第三楽章 綺想曲 ~ただひたすらに君を想う~

26 立ち往生する恋心①

 藤歌祭が終了し、出欠確認のためのHRホームルームを終えた部員達がうんりょーに置いた荷物を持って帰宅した後。

 私は鷹能先輩と二人、ボーン部屋でコーヒーを飲んでいた。


 先輩は先ほど “志桜里しおり” と呼んだ美少女と対面してから、心を閉ざしてしまったかのように無機質になってしまっている。

 「話があるからこのままうんりょーに残ってほしい」と言われたのに、そんな先輩を前にすると結局私からは何も尋ねることができないまま、淹れてもらったコーヒーをちびりちびりと口に含み続けている。


 無機質な表情の先輩から最初に語られるのは、約束していた “先輩の事情” についてのことなのか、それとも先ほど会った志桜里さんというひとの話なのか。


 のしかかる沈黙に息が詰まりそうで、当たり障りのない今日のステージの話題でも出そうかと口を開いたときだった。

 ボーン部屋の窓越しに、合図のように短く鳴らす車のクラクションが聞こえてきた。


「どうやら来たようだ」と先輩が立ち上がる。

「実は今日、知華に会わせたい人物がここに来る。

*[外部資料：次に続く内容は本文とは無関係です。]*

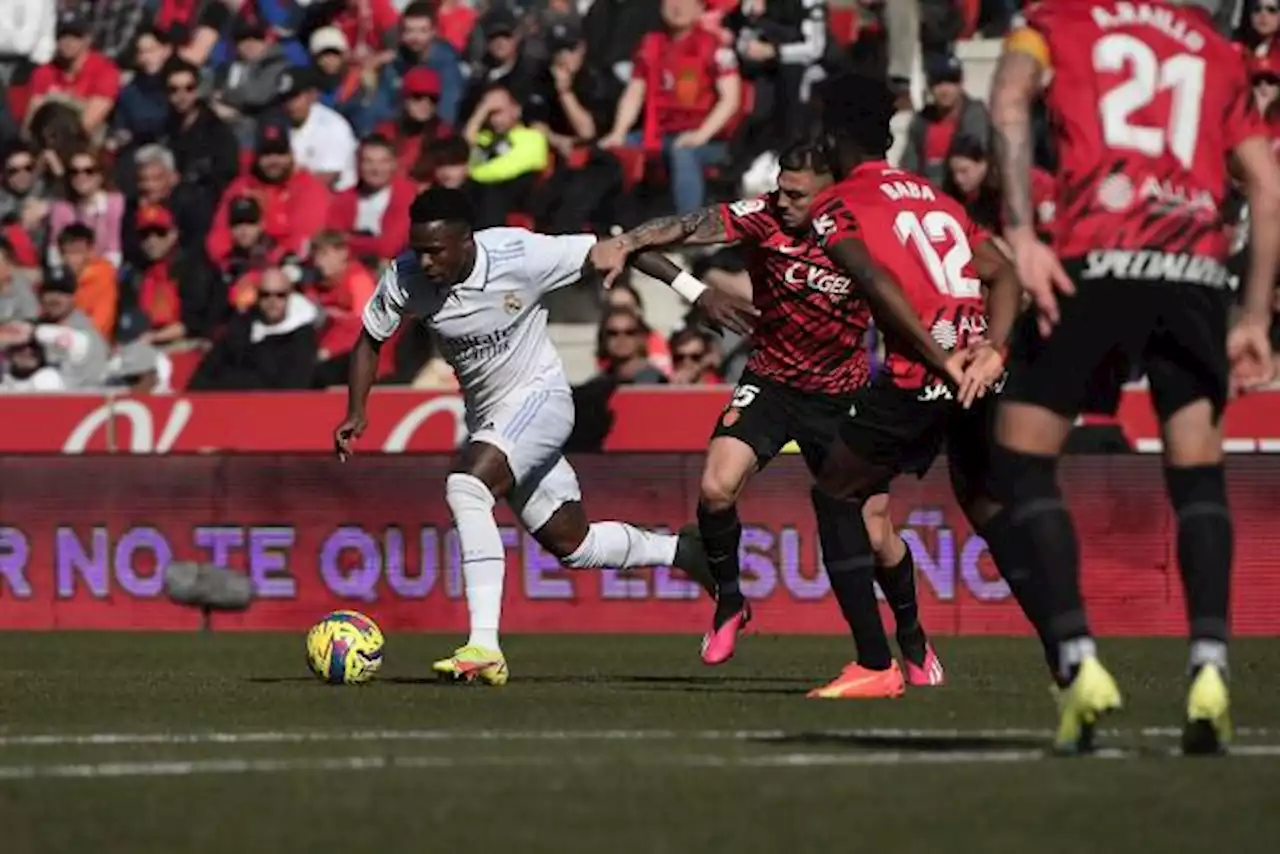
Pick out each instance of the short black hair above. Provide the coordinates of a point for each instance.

一緒に外に出て彼に会ってほしい」


 夕闇の中、大きな手提げ袋を肩に掛けた先輩に促されるまま、青雲寮の横にある小さな空き地へと出た。

 学校の敷地の角にある空き地には道路に出るための小さな門扉があり、その向こうにハザードをつけた一台の車が停まっているのが見える。

 先輩と一緒にその車に近づくと、有名な外車のエンブレムのついた黒塗りの車の両脇から二人の男性が降りてきた。


「鷹能さま。お待たせいたしました」

 少し離れた街灯の明かりにぼんやりと照らされたスーツ姿の男性がうやうやしく頭を下げる。

 上品な立ち居振る舞いの白髪混じりのナイスミドルに向かって先輩が「うむ」と威厳溢れる相槌を打つ。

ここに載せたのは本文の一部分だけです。